Helping is a card...instead of a call.
Helping is a comment or a like on Facebook or Caleb's blog...instead of stopping by.
Helping is honoring the preset visit times and leaving without us having to ask.
Helping is recognizing that managing our energy and time will look different than what you might think we need.
Helping is allowing us to take in your gifts and offerings of support on our own timeframe. 


Today the Delta flag may be flying but tomorrow we may need to call an "all hands on deck."

Thank you for loving us the way we need to be loved right now.

Monday, May 4, 2015

Numbing Myself

 (Dad and I, exhausted after D-Day (Diagnosis Day))

A lot has happened to me in the last three weeks.

I went from an ambitious nursing student with goals of specializing in Pediatric Endocrinology- to a cancer patient.

I went from a Type One Diabetic still overwhelmed with the enormity of a chronic disease- to a Type One cancer patient. 

I went from a 19 year old with big exciting plans on life- to a cancer patient stripped of my own ideas.

These are the realities I am trying to wrap my mind around. I have people constantly asking, "How are you?", "You doing okay?", "How are you holding up?". Honestly, I don't really know. I'm trapped in a blur of a new reality. A new battle that has erupted and blindsided me in the middle of my journey as a college student. 

It's hard to process this all. It's hard to accept that I'm only 19 and don't feel anything near ready to tackle another ominous disease such as cancer; let alone a cancer that demands a year of Chemotherapy. A year. Thoughts of where I could be in the Nursing program haunt me when I try  thinking ahead. 

So how am I coping? How do I even make sense of it all? How do I make sense of Ewing Sarcoma, or chemotherapy, or the replacement of my shoulder after the fight with cancer?

Well I have found the key to it all is to numb myself to myself. 
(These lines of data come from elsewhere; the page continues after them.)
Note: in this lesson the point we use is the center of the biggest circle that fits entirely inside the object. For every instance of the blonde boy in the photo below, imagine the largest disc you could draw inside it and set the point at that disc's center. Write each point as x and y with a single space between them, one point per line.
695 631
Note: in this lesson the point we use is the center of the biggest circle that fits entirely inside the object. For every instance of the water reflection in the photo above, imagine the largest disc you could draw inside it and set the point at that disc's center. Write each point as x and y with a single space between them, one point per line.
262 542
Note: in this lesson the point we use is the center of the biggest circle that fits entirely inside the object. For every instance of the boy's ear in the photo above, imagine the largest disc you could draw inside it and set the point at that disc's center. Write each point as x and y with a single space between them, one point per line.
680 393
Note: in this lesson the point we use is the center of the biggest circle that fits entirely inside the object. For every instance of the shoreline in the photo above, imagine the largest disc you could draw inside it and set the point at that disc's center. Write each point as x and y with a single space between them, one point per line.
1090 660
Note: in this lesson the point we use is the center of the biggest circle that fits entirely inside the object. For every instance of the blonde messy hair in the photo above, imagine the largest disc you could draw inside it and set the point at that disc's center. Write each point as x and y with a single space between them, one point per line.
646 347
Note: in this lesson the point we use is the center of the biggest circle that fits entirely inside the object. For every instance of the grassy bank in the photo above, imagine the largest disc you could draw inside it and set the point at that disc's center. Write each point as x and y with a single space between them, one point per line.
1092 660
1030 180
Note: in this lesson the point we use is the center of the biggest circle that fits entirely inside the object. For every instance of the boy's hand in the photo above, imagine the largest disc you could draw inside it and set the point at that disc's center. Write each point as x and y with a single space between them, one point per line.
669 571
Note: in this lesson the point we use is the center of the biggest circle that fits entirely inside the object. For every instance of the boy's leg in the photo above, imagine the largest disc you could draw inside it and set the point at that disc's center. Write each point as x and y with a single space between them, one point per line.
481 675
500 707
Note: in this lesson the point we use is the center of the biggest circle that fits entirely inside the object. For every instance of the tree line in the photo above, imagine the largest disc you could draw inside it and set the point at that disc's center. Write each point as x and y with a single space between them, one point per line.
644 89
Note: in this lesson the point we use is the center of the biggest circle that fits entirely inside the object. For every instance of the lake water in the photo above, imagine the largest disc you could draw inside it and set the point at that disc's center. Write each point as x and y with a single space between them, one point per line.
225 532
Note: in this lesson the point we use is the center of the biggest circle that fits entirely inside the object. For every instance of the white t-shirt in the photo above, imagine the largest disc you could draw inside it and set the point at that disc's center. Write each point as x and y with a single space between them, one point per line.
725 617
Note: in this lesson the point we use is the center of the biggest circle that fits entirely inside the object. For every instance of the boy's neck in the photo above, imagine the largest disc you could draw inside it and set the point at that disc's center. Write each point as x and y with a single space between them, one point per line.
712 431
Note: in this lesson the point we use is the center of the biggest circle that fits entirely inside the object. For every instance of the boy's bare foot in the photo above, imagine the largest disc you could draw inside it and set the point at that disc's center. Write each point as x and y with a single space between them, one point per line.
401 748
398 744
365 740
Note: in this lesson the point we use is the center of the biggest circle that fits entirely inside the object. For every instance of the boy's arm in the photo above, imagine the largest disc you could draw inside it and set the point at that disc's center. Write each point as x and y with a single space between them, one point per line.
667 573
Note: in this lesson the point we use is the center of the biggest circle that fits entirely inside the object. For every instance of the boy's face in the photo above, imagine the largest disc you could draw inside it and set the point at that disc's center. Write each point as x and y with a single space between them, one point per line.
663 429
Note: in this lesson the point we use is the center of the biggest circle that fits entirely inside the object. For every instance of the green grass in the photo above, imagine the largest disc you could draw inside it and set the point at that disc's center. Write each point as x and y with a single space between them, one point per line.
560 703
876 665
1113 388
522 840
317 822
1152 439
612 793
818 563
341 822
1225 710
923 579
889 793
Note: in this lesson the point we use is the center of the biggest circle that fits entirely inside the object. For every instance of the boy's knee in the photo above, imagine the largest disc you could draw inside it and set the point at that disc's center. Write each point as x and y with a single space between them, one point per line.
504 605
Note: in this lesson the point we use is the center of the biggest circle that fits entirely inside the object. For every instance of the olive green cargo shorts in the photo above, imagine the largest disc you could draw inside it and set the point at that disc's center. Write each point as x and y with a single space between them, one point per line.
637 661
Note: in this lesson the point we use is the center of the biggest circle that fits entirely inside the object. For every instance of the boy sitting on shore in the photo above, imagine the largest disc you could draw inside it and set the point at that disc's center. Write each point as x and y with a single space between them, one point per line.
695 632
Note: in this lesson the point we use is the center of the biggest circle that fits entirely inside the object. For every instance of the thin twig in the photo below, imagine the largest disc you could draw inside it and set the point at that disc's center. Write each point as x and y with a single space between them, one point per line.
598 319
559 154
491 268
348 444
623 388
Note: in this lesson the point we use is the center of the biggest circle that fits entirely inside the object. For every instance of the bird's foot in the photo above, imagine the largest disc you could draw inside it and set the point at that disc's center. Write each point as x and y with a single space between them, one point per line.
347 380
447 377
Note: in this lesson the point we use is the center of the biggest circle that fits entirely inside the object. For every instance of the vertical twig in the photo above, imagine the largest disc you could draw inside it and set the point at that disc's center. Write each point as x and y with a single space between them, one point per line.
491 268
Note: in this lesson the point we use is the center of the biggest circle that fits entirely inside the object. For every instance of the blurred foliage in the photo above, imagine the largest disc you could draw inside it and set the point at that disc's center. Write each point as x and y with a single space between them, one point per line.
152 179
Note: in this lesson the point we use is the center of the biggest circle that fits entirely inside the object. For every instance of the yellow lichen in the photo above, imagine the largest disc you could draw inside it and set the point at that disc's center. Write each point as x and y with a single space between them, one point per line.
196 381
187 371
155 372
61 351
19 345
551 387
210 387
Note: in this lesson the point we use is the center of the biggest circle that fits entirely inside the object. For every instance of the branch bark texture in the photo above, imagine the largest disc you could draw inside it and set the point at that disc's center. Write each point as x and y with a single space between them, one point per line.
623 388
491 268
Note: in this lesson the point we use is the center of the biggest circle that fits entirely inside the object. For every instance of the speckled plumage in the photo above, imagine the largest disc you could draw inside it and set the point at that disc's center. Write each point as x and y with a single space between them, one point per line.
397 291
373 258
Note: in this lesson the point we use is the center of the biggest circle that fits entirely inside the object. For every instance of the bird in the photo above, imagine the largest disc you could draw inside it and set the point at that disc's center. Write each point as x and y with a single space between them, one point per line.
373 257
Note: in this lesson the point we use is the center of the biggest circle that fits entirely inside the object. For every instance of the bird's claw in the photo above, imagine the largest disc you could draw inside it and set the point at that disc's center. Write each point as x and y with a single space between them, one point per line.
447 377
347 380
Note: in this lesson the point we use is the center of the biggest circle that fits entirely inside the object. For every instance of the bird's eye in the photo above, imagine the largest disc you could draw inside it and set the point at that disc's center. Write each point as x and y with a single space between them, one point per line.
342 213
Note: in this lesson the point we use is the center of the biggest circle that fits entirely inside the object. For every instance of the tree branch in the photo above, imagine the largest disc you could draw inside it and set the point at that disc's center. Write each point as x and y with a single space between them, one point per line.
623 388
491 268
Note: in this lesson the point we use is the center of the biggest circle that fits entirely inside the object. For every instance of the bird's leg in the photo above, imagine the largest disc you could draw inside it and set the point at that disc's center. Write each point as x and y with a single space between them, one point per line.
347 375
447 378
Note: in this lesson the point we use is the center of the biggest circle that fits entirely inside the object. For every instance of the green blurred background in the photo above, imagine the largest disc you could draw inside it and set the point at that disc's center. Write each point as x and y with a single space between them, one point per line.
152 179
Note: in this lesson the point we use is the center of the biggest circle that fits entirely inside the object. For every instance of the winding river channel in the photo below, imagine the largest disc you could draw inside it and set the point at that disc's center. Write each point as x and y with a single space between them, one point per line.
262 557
Numbing myself occurs when I stop myself from thinking ahead. When I prevent myself from panicking about the terror of the unknown. . . the endless possibilities and pathways this journey could go. I tend to do that a lot, think ahead, process, prepare. Yet God has promised only enough grace for today . . . not tomorrow, not next week, month, or year! Only today. 

Also, I have found that to numb myself- I have to "infuse" myself with Scripture. If you haven't had the opportunity to truly enjoy the riches of God's Word than you may be completely lost here. So what do I mean. When you have a personal relationship with the God of the Universe, you are given the discernment and understanding to be completely immersed in the comfort that it provides. I have found that the Bible has been more real to me now than ever before. Beyond a doubt II Corinthians has spoken to me the most! The reason for the depths of II Corinthians is the truth that God comforts us in our greatest tribulation, so that we can comfort others- with His comfort!

If you didn't quite get that- here's the simplified edition. ;)

I want to use this terrible, overwhelming, confusing, difficult and ominous diagnosis of Ewing Sarcoma to do one thing- be able to minister to others around me.

Everybody relates to cancer. And the worst thing that I could do is squander this opportunity God has given me- in my own grief and pain.

Now am I grieving? Totally. Am I hurting? Completely. Am I going to hurt more? Positively. 

But here's the focus, I am given the chance that very few get. An opportunity to reach out to others that are grieving and hurting- and to show them the comfort that God can only instill. 

Thank you so much for all your prayers and amazing support! I look for this year to be extremely difficult, but I couldn't have a better support group, or more powerful God!

Love to all! Will post again soon, hopefully!